There are three ketones: acetoacetate, acetone, and beta-hydroxybutyrate. Urine ketone strips measure acetoacetate (AcAc) and acetone (if the strip contains glycine), blood ketone strips measure beta-hydroxybutyrate (BOHB), the predominant ketone in DKA, while most labs measure serum acetoacetate. In acute ketoacidosis, the ketone body ratio (BOHB:AcAc) rises from the usual level of 1:1 to 10:1 or more. In response to insulin therapy, BOHB levels commonly decrease long before AcAc levels do. The frequently employed nitroprusside test only detects AcAc in blood and urine and so routine urine ketone monitoring often shows prolonged ketonuria even when significant ketoacidosis and hyperketonemia have already responded to treatment. The prolonged ketonuria can result in confusion when there is clinical improvement following successful sick day management. In fact, if the persistent ketonuria leads to additional insulin administration when it is no longer needed, either at home or in emergency rooms/hospital settings due to a desire to “clear” the urine ketones, hypoglycemia can ensure. Monitoring blood ketones prevents this problem as BOHB declines directly in response to insulin therapy. In fact, declines in BOHB levels will be clinically evident even before declines in blood glucose levels.
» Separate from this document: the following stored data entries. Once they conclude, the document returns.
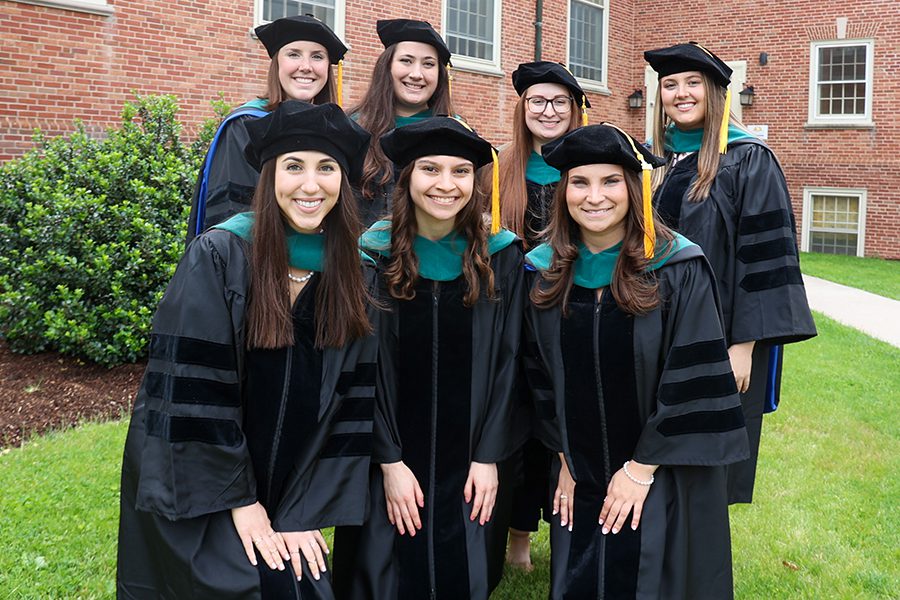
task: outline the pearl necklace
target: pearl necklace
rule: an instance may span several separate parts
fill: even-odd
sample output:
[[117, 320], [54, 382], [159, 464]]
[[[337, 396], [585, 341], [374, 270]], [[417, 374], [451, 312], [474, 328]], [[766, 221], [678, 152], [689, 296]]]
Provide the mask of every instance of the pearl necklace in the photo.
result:
[[315, 272], [315, 271], [310, 271], [309, 273], [307, 273], [307, 274], [304, 275], [303, 277], [297, 277], [296, 275], [294, 275], [293, 273], [291, 273], [290, 271], [288, 271], [288, 279], [290, 279], [290, 280], [293, 281], [294, 283], [306, 283], [306, 282], [309, 281], [310, 278], [313, 276], [313, 273], [314, 273], [314, 272]]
I always knew that blood ketone meters were “better” but I assumed it only meant they were more precise. This article implies that the difference between blood and urine ketone measurements can have significant consequences on sick day treatment, which is, of course, one of the more worrisome moments for PWDs.

I will read more on the subject, but this article is compelling to me.


We only ever use the blood ketone strips. We never test urine for this reason. In the hospital they used the urine ketone on a day when Samson had been forced to fast for his MRI and they measured “copious” ketonuria but he had no signs of sickness; I wonder if this is part of why.


Do you think it might be because he did not eat any carbs for a while because he was fasting (i.e. keto diet)? Low carb diet also causes ketones to go up.